The other caveat is that America’s emissions may increase again once vaccines are widely distributed and the economy recovers. The Rhodium Group’s report noted that a similar recovery occurred after the 2008-9 financial crisis caused emissions to drop dramatically. And he noted that many sectors, such as air travel and steel, have already recovered in recent months.

“Unfortunately, 2020 tells us little about what we can expect to see in 2021 and beyond,” concluded the report. “The vast majority of emissions reductions in 2020 were due to the decrease in economic activity and not to any structural changes that would provide lasting reductions in the carbon intensity of our economy.”

Scientists warn that even a big one-year drop in emissions is not enough to stop global warming.

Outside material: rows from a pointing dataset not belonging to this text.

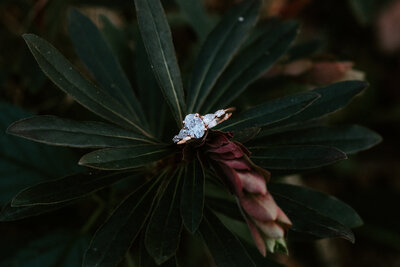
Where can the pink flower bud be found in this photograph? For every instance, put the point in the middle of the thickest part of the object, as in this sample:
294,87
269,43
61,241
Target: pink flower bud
267,222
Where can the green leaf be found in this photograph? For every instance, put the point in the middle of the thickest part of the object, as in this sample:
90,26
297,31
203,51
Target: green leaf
124,158
364,10
101,62
219,49
295,157
68,188
71,81
20,163
192,200
9,213
251,63
157,39
115,236
149,90
333,97
245,135
259,260
225,248
310,222
164,229
270,112
62,132
349,139
196,15
324,204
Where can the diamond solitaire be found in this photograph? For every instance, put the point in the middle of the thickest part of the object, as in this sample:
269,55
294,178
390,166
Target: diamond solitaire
195,125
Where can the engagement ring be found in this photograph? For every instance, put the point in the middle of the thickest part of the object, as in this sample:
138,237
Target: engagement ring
196,125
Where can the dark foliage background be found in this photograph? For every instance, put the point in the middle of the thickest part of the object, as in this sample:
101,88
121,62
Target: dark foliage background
360,31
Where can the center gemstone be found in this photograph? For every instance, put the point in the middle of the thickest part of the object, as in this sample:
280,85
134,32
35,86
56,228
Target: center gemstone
195,125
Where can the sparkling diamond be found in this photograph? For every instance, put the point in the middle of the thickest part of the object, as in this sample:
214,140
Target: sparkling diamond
194,125
220,113
182,134
210,120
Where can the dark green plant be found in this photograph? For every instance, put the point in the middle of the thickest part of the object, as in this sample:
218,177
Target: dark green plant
179,191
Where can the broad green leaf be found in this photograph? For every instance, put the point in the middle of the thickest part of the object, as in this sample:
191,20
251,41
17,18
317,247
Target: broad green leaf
9,213
24,163
238,227
192,200
62,132
305,49
117,38
363,10
68,188
71,81
164,229
295,157
245,135
349,139
310,222
157,39
270,112
218,50
250,64
145,260
111,241
124,158
259,260
225,248
324,204
149,91
101,62
333,97
226,205
60,248
196,15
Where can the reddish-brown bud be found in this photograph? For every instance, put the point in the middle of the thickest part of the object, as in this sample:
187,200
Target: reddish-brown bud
267,222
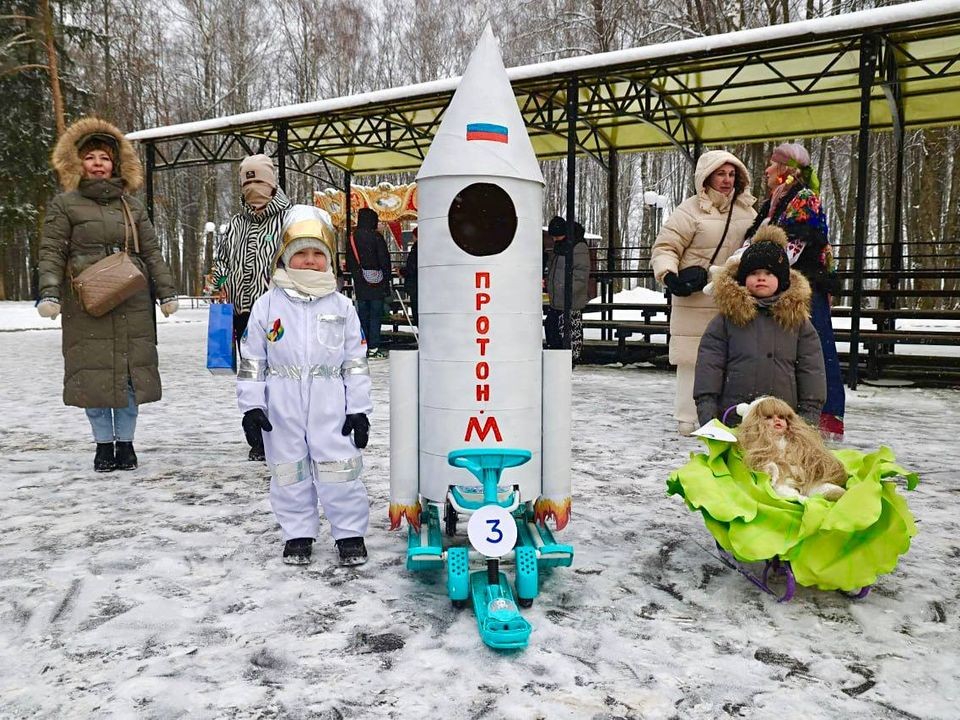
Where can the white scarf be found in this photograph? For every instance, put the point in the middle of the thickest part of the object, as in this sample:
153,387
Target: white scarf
309,282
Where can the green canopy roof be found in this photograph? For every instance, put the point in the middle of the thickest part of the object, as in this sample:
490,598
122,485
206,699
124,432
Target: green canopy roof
793,80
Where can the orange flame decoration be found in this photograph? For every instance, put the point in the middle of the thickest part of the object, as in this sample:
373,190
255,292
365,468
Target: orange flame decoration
559,510
398,511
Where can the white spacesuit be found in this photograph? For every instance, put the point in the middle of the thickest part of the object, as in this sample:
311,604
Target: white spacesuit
303,363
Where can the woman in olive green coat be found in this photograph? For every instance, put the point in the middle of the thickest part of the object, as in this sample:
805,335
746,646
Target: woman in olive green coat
110,362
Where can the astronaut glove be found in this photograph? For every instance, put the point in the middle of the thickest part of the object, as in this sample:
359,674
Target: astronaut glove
358,423
169,307
253,422
676,285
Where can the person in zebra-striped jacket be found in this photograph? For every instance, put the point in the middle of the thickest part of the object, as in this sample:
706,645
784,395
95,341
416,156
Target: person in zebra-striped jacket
244,261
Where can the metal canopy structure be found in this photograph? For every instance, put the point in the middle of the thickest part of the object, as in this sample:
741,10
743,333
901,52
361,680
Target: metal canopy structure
891,68
794,80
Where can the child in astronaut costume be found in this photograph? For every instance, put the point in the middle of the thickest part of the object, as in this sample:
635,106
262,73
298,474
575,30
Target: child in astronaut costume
303,380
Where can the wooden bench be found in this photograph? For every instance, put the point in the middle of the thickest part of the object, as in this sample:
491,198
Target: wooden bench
195,301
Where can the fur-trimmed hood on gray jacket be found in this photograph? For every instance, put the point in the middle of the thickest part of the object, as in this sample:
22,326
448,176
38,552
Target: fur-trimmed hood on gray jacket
752,349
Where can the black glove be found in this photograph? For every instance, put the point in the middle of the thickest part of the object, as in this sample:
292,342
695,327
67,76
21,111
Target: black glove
675,285
361,429
253,422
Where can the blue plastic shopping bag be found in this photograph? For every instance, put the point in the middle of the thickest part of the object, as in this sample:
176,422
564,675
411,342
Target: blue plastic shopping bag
221,352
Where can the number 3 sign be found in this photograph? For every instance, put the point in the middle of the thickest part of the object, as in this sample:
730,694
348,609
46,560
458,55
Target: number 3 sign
492,531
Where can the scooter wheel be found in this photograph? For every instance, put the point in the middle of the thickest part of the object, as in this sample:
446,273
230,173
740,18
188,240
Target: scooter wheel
450,520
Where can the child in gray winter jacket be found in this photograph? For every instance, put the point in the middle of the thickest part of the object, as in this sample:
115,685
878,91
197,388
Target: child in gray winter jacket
762,342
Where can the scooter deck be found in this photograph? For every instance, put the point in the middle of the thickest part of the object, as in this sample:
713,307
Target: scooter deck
498,618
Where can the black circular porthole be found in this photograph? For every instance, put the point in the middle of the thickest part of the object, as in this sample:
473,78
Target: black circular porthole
482,219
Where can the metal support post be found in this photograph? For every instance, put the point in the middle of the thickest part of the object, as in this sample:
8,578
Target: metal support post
868,66
151,151
572,96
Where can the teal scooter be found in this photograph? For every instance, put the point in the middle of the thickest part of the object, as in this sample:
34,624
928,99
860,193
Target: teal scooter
500,528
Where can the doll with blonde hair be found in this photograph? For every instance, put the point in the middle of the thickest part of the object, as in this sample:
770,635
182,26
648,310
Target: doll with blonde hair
777,441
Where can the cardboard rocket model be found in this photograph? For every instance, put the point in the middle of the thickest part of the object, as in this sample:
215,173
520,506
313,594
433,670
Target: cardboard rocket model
480,378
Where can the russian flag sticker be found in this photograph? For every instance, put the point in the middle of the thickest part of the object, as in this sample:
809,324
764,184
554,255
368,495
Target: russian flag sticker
487,131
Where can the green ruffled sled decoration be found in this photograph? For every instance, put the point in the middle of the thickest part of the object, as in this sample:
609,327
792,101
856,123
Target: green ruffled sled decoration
842,545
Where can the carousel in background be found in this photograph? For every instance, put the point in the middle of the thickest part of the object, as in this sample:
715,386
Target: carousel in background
394,205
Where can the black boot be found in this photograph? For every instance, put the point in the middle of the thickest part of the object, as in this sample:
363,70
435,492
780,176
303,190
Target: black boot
104,460
352,551
126,458
298,551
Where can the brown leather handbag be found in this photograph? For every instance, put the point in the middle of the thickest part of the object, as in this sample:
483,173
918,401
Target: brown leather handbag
113,280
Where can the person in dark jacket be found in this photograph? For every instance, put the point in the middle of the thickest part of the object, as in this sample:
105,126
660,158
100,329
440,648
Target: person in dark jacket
556,284
110,362
795,206
410,277
762,342
368,261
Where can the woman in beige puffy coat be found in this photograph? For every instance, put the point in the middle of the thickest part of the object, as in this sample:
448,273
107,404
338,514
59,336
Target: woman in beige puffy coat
691,236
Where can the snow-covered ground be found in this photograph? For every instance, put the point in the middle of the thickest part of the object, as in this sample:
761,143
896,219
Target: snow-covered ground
159,593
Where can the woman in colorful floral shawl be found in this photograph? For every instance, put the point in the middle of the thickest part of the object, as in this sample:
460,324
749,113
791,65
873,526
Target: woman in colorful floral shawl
794,205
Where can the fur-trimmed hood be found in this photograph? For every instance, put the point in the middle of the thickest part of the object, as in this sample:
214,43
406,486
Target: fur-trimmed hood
66,157
736,303
710,161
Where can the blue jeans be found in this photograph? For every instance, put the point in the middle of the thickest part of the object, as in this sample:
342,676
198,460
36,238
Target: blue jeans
111,424
371,317
820,317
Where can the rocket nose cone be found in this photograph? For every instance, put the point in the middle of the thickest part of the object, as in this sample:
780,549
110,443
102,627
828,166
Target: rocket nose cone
482,132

Until humanity’s emissions are essentially zeroed and nations are no longer adding greenhouse gases to the atmosphere, the planet will continue to heat up. As if to underline this warning, European researchers announced last week that 2020 was most likely tied with 2016 as the hottest year on record.

President-elect Joseph R. Biden Jr. called global warming a high priority, setting the goal of reducing America’s emissions to net zero by 2050. Doing so, experts say, would require important new steps to accelerate the use of renewable electricity , change Americans from gasoline cars to cleaner electric models and rethink methods for processes like home heating or steel and cement production.

And these efforts would need to be replicated around the world. On Monday, the International Energy Agency said it would publish a detailed plan in May of how the global economy could achieve net zero emissions by 2050, noting that the global drop in greenhouse gas emissions last year is likely to be it would prove temporary, unless nations embraced the opportunity to rethink their dependence on fossil fuels.

“No less than a complete transformation of our energy infrastructure will be necessary,” said Fatih Birol, the agency’s executive director. “This requires decisive action this year, next year and, in fact, every year until 2050.”